Durante años, el debate en las salas de profesores fue: ¿prohibir el celular o tolerarlo? Hoy, esa pregunta ya quedó obsoleta. La pregunta correcta es: ¿cómo lo usamos con intención pedagógica? Porque la realidad es que los estudiantes tienen más poder computacional en el bolsillo que el que tenían los científicos de la NASA en los años 70. Ignorar eso es un desperdicio enorme.
Por qué la prohibición total no funciona
Prohibir el celular en el aula solo enseña a los estudiantes a usarlo de forma clandestina. Lo esconden bajo el pupitre, lo usan en baño y vuelven a la clase sin haber desconectado. En cambio, un acuerdo claro sobre cuándo y cómo se usa genera mucho más respeto y conciencia que una regla que todos saben que se puede burlar.
5 usos pedagógicos reales del celular en clase
- Kahoot! y Quizizz: Evaluaciones formativas gamificadas que los estudiantes hacen desde su celular. La competencia sana activa la atención de formas que el cuaderno no puede.
- Grabación de exposiciones: Pídeles que graben su exposición oral para autoevaluarse. Ver y escucharse a uno mismo es una de las formas más poderosas de mejorar la expresión.

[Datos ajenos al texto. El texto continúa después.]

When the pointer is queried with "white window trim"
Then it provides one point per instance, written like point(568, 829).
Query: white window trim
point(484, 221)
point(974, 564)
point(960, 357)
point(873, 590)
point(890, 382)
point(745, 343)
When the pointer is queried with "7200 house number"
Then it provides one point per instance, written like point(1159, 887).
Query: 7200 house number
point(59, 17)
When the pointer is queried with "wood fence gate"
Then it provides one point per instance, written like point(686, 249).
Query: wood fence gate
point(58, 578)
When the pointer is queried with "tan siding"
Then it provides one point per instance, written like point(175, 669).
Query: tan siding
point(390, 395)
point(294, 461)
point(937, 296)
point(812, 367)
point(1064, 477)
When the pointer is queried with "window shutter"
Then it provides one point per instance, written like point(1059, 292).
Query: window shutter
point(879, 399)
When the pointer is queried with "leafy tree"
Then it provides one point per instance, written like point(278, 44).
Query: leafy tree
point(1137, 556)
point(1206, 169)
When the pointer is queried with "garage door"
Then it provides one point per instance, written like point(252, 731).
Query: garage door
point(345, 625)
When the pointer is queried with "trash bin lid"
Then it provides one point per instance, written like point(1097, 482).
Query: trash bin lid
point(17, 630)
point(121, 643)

- QR como recursos adicionales: Coloca códigos QR en tus fichas que enlacen a videos explicativos, audios o lecturas complementarias. El celular se convierte en una extensión del material impreso.
- Investigación supervisada: Define una pregunta, dales 5 minutos para buscar información en internet y luego comparan y contrastan lo que encontraron. Esto desarrolla pensamiento crítico y evaluación de fuentes.
- Documentación de proyectos: Los estudiantes fotografían y videos sus procesos de trabajo. Al final tienen un portafolio visual de su propio aprendizaje.